Reality shows have a pattern predictable enough that we can talk, or make dinner, or play with our dog together, and still have them on in the background. We’ve found comfort in watching shows like Project Runway. The television eases us into a bit of intimacy after a long day. There’s a built-in conversation topic, and a chance to sit still together for a while. We can turn on a show, and give it as much attention as we want (at least until the final runway walk). But we can also talk to each other, or be on our phones, or just generally decompress, occasionally looking up to see who won the last challenge and who was cut.

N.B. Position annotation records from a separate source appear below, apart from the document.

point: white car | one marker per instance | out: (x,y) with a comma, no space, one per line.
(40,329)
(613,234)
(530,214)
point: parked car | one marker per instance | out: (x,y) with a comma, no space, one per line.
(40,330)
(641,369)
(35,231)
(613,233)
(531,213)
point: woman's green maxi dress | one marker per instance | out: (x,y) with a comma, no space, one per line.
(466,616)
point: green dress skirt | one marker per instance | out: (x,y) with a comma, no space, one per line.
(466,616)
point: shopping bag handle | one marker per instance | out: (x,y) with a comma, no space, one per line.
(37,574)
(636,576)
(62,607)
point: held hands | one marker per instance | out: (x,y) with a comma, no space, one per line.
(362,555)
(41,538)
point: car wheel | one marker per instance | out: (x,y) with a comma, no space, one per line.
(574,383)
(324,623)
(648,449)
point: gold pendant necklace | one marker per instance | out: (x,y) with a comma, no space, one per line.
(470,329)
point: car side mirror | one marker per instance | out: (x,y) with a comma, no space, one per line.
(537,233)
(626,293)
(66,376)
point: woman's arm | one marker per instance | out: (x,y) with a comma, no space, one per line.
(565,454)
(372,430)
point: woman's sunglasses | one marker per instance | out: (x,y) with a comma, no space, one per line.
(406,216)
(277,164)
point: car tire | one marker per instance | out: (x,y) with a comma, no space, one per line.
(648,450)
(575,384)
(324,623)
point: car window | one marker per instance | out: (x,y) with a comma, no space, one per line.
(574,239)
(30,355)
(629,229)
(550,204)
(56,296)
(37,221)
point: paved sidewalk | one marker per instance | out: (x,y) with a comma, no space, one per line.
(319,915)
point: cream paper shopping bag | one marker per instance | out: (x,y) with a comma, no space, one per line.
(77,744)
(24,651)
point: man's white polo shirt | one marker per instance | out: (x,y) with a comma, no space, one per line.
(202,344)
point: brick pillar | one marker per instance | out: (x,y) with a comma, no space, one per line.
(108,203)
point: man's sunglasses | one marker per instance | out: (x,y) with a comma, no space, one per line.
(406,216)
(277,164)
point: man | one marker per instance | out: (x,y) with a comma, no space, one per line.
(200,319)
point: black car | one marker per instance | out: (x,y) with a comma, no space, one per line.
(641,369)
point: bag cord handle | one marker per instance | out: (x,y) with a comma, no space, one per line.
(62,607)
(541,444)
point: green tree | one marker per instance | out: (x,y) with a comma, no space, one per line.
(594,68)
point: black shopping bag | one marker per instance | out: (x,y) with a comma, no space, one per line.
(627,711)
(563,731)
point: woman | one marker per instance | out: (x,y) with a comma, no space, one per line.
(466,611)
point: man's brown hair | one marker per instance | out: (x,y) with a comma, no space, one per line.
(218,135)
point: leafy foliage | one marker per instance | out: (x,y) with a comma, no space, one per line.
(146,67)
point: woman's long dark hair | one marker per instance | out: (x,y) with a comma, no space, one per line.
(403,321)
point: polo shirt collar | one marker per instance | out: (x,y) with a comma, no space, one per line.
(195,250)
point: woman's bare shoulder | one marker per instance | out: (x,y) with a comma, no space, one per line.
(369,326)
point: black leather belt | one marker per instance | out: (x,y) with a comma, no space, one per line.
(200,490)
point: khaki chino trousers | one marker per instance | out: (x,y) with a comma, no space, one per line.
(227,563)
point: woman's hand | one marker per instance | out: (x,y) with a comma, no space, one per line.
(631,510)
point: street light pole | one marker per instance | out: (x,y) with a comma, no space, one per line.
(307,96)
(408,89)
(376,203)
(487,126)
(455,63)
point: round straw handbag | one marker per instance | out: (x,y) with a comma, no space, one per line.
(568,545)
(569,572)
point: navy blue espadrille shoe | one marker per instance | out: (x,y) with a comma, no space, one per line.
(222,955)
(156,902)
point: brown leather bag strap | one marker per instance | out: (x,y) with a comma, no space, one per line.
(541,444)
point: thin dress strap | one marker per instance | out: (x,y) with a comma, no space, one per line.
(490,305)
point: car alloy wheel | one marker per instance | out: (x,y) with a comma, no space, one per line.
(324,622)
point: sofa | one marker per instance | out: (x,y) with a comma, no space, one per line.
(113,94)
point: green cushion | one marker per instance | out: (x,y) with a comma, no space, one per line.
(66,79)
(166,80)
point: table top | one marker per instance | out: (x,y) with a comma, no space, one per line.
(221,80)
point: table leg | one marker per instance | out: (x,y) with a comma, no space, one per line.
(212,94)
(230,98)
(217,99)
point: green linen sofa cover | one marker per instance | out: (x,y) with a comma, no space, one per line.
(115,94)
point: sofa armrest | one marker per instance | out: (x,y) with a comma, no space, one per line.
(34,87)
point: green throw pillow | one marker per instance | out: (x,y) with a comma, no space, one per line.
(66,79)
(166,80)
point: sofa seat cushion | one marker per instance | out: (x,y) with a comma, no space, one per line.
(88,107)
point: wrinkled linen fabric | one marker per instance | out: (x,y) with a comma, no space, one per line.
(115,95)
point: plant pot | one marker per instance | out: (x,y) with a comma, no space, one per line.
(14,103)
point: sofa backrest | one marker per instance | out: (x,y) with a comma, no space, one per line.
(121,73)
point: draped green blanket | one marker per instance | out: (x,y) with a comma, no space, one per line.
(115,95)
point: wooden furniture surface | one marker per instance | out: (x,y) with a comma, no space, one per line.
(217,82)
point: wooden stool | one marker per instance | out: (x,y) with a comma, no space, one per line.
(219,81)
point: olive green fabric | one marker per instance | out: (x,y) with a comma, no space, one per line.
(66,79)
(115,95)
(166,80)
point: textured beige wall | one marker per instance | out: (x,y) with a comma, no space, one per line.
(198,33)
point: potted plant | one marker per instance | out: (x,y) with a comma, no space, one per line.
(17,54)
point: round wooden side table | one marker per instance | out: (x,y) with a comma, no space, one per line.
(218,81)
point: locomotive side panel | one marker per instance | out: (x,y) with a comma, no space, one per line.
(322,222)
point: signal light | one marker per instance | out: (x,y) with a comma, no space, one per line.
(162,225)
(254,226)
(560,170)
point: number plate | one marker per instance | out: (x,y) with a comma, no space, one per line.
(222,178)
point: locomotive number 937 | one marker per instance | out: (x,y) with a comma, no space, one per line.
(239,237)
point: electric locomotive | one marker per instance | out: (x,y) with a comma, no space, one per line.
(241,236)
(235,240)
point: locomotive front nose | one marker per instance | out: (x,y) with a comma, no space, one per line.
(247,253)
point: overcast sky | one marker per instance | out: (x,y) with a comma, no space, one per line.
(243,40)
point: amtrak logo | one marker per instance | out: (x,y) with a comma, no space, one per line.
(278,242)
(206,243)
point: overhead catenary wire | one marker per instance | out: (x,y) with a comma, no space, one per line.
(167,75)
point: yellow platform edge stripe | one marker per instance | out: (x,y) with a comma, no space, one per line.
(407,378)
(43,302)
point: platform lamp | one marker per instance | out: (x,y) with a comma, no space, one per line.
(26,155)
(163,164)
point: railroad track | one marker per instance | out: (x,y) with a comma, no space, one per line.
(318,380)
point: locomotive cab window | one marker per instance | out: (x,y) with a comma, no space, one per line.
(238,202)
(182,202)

Since Stronger, we’ve totally changed our television viewing habits. Instead of scrolling mindlessly, trying to find something that we’re both in the mood for, we have an easy option—literally whatever reality TV show presents itself to us, though we do prefer the competition of Ultimate Beastmaster to the drama of a Real Housewives binge. After Stronger, we moved on to Nailed It, Queer Eye, American Ninja Warrior, The Great British Bakeoff, and Tidying Up With Marie Kondo—and that volume is part of the appeal of reality television. Instead of pacing out six episodes of a premium miniseries, you can binge the 86th episode of Chopped—the stakes of not fully processing an episode are always low, since they are either self-contained or the shows recap themselves so endlessly that it’s impossible to really miss much. There's a comfort to oversaturation, knowing that you can depend on a near-constant stream of new content.
Maggie Hennefeld, assistant professor of cultural studies at the University of Minnesota, said reality television and soap operas are similar in the way they provide relief for the viewer. “You don’t necessarily have to watch the image because a lot of info about the plot is coming through the dialogue, the sound,” Hennefeld said. “So you can be scrubbing your tiles or whatever, and a character will repeat three times, ‘Marjorie had an affair with Jonathan!’”
Lightening up our television queue has lightened up our time together—there’s no longer so much pressure on something as simple as watching TV. We’re not the jog-together couple, or the home-brew couple, or the complicated-jigsaw-puzzle couple. We’re fairly happy couch potatoes, and pop culture is part of our shared language. It’s important to me that if we're sharing TV time (or any time!) together, it doesn’t feel like a chore, or something we’re doing just to keep up with hot takes on Twitter.
I still watch those powerful and searing prestige shows on my own, when I’m in the mood. But with Justin, taking the pressure off of just one of a hundred choices we make every day has made our lives easier and our downtime feel closer—and actually like relaxation we can share.